Whenever I listen to Bruckner 7, I perform 32 _fouettés en tournant_, while thinking of Beethoven's Christus am Ölberg.

(Guess I chose the wrong day to give up glue sniffin)


----------



## Ingélou (Feb 10, 2013)

John T said:


> Whenever I listen to Bruckner 7, I perform 32 _fouettés en tournant_, while thinking of Beethoven's Christus am Ölberg.
> 
> (Guess I chose the wrong day to give up glue sniffin)


No, I don't think so - things should start to improve for you soon.


----------



## MarkW (Feb 16, 2015)

There's music I "like" which covers a lot of ground, and music I don't particularly like, which also overs a lot of ground. The only uniting quality is that music I like is good, and interests me. The music I don't like doesn't hold my interest, and whether or not it's "good" is partly subjective, so little generalization is possible.


----------



## John T (May 5, 2016)

Autocrat said:


> Preferably Scotland.


Preferably Orkney. I'm not very far from the Scottish mainland:devil:


----------



## Richannes Wrahms (Jan 6, 2014)

SeptimalTritone said:


> I can see what you mean. The rhythmic layering and rhythmic dissonance play a similar role in Gamelan, and the Debussy.
> 
> Do you know if Debussy, or others like Stravinsky, Reich, Stockhausen, Boulez, and Ligeti made extensive studies of Gamelan?

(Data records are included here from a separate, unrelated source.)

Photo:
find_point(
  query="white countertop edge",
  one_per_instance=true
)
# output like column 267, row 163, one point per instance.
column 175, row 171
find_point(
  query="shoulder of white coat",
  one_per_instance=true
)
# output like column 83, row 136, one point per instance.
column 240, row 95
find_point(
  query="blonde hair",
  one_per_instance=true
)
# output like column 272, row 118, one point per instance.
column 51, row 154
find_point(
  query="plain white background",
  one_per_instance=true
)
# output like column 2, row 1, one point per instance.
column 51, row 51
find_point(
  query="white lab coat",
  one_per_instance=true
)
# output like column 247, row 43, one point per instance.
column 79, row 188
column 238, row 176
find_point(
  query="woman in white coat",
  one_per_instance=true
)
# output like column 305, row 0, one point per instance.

It seems that rhythmic layering, and music that unfolds based on more gradual changes of this rhythmic complex, played a much larger role in the 20th century and it is often remarked that this idea is similar to what is done in Gamelan, but did Western European-American composers arrive at it independently, or made direct analysis?


Debussy got blown away by Gamelan at the Paris exhibition so much as to completely reformulate his notion of counterpoint, and had a long lasting amour with the Orient. The rest certainly became familiar with all sorts of world musics. My guesses are that (for Gamelan in particular) Messiaen, Boulez and perhaps Stockhausen too may have transcribed some of it for personal study.


----------



## John T (May 5, 2016)

Ingélou said:


> No, I don't think so - things should start to improve for you soon.


If they don't, I'll come to a sticky end.


----------